To split the window, use 'C-x 2', and 'C-x 3'. They split the window horizontally and vertically respectively. To switch buffers, 'C-x b'. You can tab complete the file names here. To see a list of buffers, 'C-x C-b'. Switching to a directory will put you in dired-mode. More on that later.

Cut Copy and Paste

Beyond the basics of cut, copy and paste, I also like 'C-x r d' which deletes a selected block region, and 'C-x r t', which inserts a selected block region.

Running Shell Commands

The easiest case is when you just want to quickly see the output of a command without switching to another terminal. Simply do 'M-!' and type your command, and the output will show in the minibuffer. Another clever one that I don't use as much is 'M-|', which runs shell-command-on-region.

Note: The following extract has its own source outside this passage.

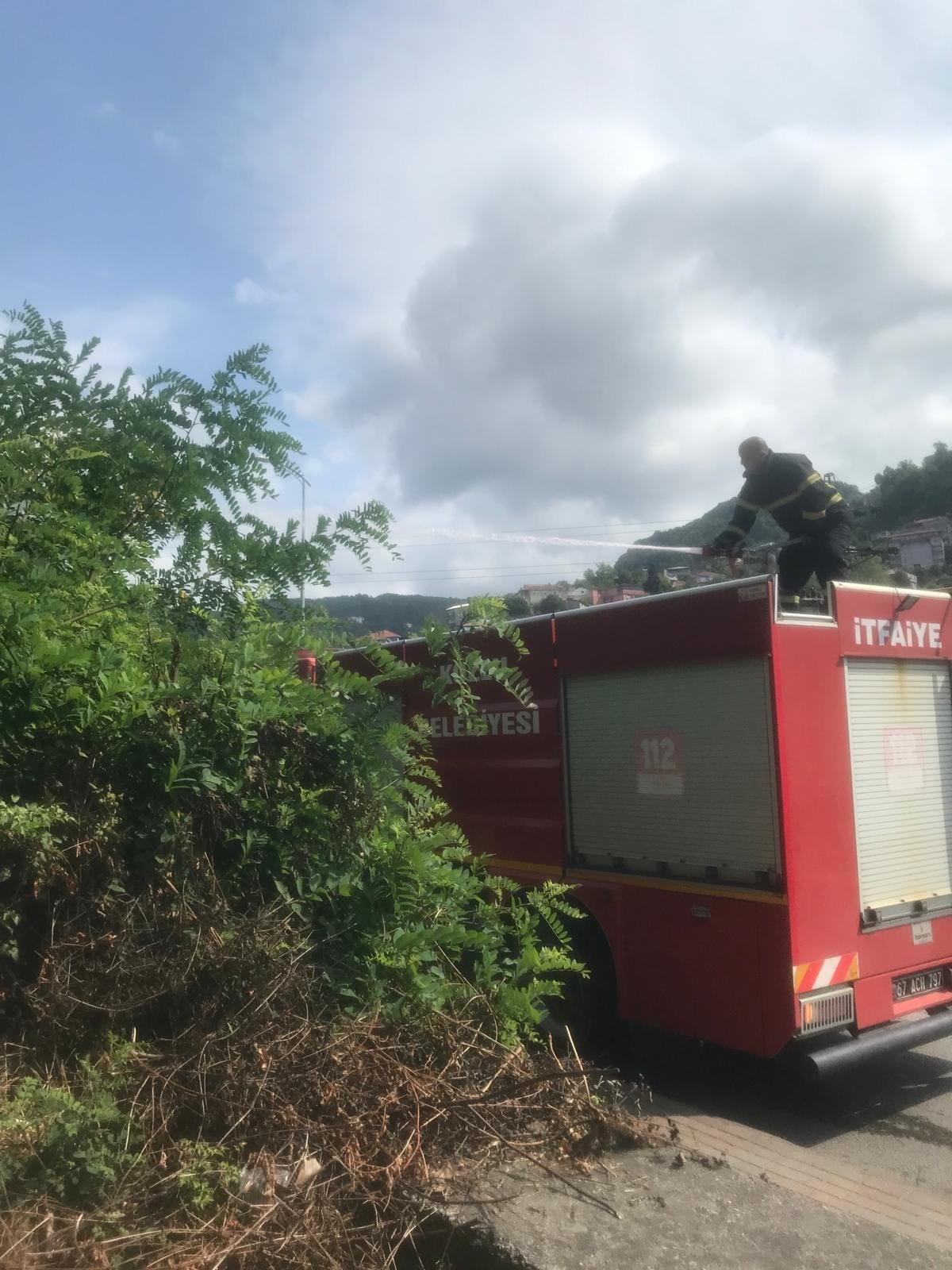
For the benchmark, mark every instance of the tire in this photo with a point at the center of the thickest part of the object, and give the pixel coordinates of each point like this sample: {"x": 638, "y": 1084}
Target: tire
{"x": 588, "y": 1009}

The best part is that if you wanted the output of the shell command in the buffer you're visiting, just M-! or M-| with M-5, or any other number. I use this one all the time when I have to type a shebang line and I'm not sure where the binary is located:

#! M-5 M-! which python

Debugging

I don't use gdb and other debuggers enough to have all this in my muscle memory yet, but Emacs is a dream when it comes to debugging C. 'M-x gdb' starts gdb in a separate buffer. Then you can specify breakpoints in any source buffer by doing 'C-space'. Other useful commands basic commands include:

C-c n - next
C-c s - step
C-c f - run to end of frame

I haven't used the other debuggers, but I know there's they're available for other languages.